The unique function reduces the list by discarding duplicates.
sort the list
join the list elements
together interspersing the list values with the
+
symbol, producing a string value. At this
point the resulting string will look similar
to
attribute('%f.Yield.ce')+attribute('%f.Yield.df')+attribute('%f.Yield.pn') ... etc
Use the eval function to compile the string contents in to code that is ready for execution.
At this point the expression is ready to use to attach attributes to blocks using the standard ForestModel elements. No knowledge of species codes was required when the ForestModel was written.
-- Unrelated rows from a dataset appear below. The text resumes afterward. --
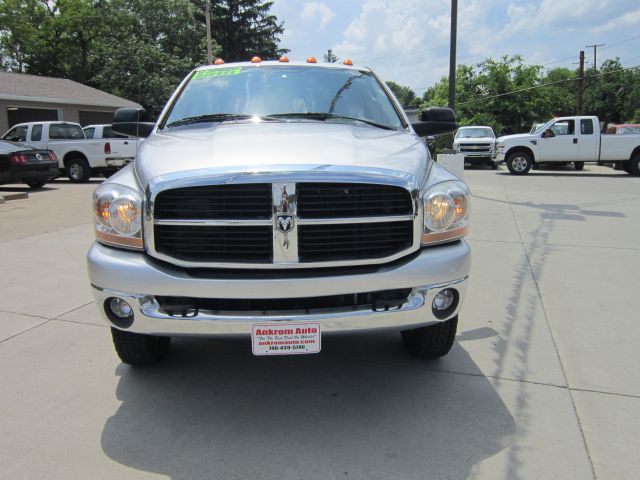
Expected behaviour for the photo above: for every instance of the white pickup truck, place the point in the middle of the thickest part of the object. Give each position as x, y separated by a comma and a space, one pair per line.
78, 157
121, 150
569, 139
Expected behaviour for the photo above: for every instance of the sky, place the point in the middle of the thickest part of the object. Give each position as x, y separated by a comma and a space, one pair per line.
407, 41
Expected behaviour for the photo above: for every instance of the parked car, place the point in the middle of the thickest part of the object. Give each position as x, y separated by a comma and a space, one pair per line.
281, 202
122, 149
574, 139
623, 129
78, 157
477, 144
20, 163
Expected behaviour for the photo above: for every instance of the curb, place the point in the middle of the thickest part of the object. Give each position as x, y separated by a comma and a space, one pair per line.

All attribute names and values can be determined from the inputs as they are presented, allowing great opportunities to develop fully generalized template models that correctly adapt to a variety of different input datasets.
The are a large number of different ways that the new set of functions and ForestModel elements can be composed together to make model 'templates', and like most technologies it will depend on each individual project to determine the role for these options.
A new exec element has been added to the ForestModel language. This element allows the specification of scripts that can be run using the Powershell, Cmd or BeanShell command processors. The intent of this feature is to allow the MatrixBuilder to ensure that dependencies are met before the input matrix is built. Actions could include downloading or preprocessing required files.
In other news,
The Block Attribute table provides a window in to the current state of the simulation. In addition to displaying information, some of the columns in this table accept edits that will change the state of the simulation, such as the current treatment and the exclusive account choices. Previously these fields accepted text edits, where the new value would need to be typed in to the field. With this version these editable columns provide a pop-up menu that lists the eligible options. Pointing and clicking to select a value from the menu will make a change to the internal model state. This method is easier and more reliable than data entry, because only acceptable values are shown in the popup menu. All of the programmatic methods for updating these columns continue to work in the same way.